In early January, Mary ended up in the emergency room at Regional Medical Center in Anniston. Her lips had turned purple from a lack of oxygen, LaDonna said. Robin was hospitalized, too. Phillip said he managed to ride out the virus at home, but one day Jimmy collapsed. His blood oxygen level was at 60 percent, Robin said, something the family learned from the emergency workers who transported him to the ER. A level of 95 to 100 percent is normal; anything below 90 percent is considered low.
The last Mary and Jimmy saw of each other was during their stay in the emergency room. Afterward, they were kept in the hospital’s COVID ward in separate rooms, two doors apart from each other.
Mary had to be put on a ventilator, LaDonna said, and Jimmy seemed to understand that something was happening with his wife. He became agitated several times, and nurses would put LaDonna, herself a nurse, on the phone to calm him.
Eventually, she said, he “coded” — his heart had finally had too much from the stress of the virus and hospitalization and the sedation required for ventilation. After 20 minutes of work to resuscitate him, LaDonna said, she told doctors to stop.
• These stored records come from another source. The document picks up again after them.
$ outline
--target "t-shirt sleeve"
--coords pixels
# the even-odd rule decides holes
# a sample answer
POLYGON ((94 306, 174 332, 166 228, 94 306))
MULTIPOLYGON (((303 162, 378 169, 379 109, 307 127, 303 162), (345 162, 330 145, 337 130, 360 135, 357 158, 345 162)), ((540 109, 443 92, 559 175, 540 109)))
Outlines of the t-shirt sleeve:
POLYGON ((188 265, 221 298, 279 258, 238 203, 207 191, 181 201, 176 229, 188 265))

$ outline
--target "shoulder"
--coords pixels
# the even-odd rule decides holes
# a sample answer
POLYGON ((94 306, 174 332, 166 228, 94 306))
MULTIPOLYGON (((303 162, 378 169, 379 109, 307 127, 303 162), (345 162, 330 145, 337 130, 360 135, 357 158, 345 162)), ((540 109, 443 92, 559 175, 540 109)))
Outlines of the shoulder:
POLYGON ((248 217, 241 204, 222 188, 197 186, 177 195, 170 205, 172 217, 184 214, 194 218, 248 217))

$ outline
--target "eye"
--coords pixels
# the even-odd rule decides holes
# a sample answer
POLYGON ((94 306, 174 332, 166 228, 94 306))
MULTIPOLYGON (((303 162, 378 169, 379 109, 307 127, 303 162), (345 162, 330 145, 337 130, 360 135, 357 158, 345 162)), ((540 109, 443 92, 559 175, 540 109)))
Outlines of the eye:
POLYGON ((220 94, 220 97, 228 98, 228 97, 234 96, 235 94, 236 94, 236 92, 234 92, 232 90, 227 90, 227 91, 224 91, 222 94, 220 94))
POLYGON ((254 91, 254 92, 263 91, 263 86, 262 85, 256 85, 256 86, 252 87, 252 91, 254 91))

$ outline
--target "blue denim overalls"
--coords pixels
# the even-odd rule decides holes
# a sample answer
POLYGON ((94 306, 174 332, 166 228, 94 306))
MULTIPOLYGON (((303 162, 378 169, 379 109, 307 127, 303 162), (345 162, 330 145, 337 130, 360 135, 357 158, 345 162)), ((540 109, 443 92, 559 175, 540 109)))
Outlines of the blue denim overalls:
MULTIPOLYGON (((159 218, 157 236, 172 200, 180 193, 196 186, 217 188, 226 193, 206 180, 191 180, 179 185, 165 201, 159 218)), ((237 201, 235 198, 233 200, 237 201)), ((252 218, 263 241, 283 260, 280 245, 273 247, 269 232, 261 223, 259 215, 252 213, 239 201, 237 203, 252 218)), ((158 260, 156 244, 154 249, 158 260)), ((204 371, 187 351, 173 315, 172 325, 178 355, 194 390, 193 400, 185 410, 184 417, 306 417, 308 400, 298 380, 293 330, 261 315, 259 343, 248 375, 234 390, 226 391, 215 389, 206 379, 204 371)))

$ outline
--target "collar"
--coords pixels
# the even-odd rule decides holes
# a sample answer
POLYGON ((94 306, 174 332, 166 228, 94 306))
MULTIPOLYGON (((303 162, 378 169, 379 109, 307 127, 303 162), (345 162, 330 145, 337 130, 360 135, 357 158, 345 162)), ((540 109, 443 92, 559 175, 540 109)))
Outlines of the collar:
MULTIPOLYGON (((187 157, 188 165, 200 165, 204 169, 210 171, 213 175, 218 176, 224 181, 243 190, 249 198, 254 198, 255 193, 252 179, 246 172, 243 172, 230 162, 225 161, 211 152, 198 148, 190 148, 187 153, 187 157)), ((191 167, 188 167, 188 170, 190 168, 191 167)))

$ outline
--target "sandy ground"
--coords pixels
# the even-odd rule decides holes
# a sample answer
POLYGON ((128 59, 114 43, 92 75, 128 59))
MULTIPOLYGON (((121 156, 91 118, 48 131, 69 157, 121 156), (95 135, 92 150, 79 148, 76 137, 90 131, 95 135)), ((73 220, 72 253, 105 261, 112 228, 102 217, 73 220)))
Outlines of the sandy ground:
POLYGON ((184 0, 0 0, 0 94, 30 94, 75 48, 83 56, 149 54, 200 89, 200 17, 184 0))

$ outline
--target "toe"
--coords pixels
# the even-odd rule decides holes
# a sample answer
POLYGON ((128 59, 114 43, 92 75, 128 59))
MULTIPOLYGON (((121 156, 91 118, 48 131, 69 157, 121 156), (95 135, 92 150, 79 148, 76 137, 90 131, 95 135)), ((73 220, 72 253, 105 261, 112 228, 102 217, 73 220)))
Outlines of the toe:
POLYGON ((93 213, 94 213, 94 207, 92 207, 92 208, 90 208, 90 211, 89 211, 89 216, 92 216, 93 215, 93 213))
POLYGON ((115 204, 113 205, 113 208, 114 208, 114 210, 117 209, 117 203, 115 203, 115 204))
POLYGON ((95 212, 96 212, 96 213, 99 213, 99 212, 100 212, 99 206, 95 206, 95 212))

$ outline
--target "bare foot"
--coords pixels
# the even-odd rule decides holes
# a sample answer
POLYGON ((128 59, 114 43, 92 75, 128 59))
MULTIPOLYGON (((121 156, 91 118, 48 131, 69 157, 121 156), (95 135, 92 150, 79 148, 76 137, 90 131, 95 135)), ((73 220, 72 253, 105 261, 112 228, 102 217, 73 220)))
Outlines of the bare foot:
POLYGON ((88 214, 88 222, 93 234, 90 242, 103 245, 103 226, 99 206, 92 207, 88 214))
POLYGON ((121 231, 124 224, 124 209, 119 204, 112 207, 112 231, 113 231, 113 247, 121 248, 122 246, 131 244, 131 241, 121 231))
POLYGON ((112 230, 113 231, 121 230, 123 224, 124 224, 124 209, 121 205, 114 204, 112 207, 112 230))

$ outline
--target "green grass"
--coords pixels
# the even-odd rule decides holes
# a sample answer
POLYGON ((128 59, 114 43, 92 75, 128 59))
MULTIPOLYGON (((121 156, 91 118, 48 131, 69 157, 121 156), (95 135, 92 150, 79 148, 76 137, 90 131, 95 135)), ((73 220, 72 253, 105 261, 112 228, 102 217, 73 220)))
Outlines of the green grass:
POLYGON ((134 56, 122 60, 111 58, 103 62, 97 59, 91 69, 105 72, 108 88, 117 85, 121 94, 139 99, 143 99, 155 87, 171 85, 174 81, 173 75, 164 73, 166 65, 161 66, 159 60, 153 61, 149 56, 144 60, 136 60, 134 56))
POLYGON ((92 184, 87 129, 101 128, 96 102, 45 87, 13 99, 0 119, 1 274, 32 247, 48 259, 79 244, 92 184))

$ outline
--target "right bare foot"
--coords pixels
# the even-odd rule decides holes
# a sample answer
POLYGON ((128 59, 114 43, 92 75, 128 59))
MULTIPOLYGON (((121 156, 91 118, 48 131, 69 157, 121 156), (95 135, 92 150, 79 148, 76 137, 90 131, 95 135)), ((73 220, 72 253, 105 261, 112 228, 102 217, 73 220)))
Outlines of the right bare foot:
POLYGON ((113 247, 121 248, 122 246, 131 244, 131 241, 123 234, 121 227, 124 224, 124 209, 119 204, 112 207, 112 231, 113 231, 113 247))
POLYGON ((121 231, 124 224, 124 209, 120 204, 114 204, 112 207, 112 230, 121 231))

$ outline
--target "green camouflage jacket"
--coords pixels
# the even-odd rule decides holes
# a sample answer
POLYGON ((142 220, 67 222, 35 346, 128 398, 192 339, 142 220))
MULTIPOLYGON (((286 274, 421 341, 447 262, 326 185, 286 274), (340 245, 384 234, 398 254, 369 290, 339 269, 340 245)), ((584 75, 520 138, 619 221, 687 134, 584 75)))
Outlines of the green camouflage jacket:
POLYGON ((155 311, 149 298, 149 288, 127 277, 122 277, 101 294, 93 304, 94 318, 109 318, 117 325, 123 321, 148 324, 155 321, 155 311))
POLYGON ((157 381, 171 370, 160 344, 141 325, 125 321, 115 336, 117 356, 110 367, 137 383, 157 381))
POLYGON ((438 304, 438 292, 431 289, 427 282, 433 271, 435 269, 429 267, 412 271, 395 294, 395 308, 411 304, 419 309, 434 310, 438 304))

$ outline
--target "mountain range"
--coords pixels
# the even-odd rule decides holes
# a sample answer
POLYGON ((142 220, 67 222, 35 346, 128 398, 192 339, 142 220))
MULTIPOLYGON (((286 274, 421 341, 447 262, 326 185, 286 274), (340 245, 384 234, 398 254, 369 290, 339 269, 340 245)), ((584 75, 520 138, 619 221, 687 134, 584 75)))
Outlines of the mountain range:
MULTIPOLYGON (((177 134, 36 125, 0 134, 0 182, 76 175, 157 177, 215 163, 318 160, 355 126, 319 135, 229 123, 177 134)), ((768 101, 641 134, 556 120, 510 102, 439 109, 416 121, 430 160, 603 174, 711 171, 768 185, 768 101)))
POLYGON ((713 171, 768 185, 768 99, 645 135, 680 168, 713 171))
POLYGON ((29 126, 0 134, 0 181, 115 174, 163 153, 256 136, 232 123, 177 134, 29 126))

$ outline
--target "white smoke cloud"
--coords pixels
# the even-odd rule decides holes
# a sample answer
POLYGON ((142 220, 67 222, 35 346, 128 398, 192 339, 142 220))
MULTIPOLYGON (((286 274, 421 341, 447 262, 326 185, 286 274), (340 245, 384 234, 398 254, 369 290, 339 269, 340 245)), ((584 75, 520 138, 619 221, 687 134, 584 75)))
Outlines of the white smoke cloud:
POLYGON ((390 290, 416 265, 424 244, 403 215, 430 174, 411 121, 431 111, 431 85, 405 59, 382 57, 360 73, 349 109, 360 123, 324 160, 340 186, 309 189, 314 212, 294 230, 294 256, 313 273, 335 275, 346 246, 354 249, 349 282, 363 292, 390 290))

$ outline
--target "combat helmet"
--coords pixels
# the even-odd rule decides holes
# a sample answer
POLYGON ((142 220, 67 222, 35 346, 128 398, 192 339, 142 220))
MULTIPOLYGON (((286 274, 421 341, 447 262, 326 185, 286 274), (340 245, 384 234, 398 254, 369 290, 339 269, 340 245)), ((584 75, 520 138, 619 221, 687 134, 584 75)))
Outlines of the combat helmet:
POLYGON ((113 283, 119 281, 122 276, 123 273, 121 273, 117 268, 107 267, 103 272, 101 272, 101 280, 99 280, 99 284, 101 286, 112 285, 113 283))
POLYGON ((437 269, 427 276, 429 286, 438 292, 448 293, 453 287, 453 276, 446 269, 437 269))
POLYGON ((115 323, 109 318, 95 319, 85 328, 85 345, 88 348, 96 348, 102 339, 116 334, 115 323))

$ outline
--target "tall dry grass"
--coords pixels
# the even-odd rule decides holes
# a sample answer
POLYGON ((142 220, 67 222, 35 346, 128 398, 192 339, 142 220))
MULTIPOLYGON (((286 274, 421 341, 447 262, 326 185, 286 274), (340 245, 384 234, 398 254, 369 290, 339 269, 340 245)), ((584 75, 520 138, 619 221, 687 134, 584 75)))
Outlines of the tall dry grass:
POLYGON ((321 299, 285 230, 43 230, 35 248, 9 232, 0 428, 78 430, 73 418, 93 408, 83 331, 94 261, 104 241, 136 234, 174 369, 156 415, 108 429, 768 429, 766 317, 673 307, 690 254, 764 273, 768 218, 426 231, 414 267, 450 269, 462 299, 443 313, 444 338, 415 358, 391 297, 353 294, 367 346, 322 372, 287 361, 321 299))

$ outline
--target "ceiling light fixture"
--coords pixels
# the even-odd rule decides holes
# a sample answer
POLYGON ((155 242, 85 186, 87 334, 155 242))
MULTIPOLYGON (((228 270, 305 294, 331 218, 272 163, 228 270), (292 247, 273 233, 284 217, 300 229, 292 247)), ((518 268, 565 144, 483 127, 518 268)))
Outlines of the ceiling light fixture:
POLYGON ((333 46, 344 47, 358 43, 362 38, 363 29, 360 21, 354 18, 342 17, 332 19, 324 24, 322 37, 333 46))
Jimmy died Jan. 13 at 1:34 a.m., she said.
Mary and Robin have since returned home, but they share an oxygen machine that sits on the floor between them, clear tubes snaking out and up to Mary’s recliner and Robin’s seat on the living room couch. They expected to have the machine for three or four weeks, but a month later, Robin can’t disconnect for more than a few minutes without her oxygen dropping dangerously low, she said.
Asked how she’s holding up, Mary is tough, but honest.
“Fair,” she said. On the other end of the couch is another big recliner, empty, where Jimmy used to sit. “I miss my husband more than anything.”
Phillip said he knows his dad couldn’t have been convinced to do anything differently, even if he’d known how things would turn out.
“He loved his wife, and that’s the way he was,” he said.
LaDonna said she wished the hospital had allowed a family member to stay with Jimmy. She believes his agitation could have been calmed if she had been there with him through the long nights, and that his heart might not have given out with her support, she said. She had to let Mary know about Jimmy’s death via Facetime, a video chat app.
Mary eulogized her husband as a strong person, a God-fearing man who loved church and wouldn’t let a Sunday go by without attending Weaver Church of Christ. If she could, she’d tell him she loves him.
“I miss him something bad, something terrible, but I wouldn’t bring him back here for nothing in the world,” Mary said. “He’s in a better place now. A better place than this.”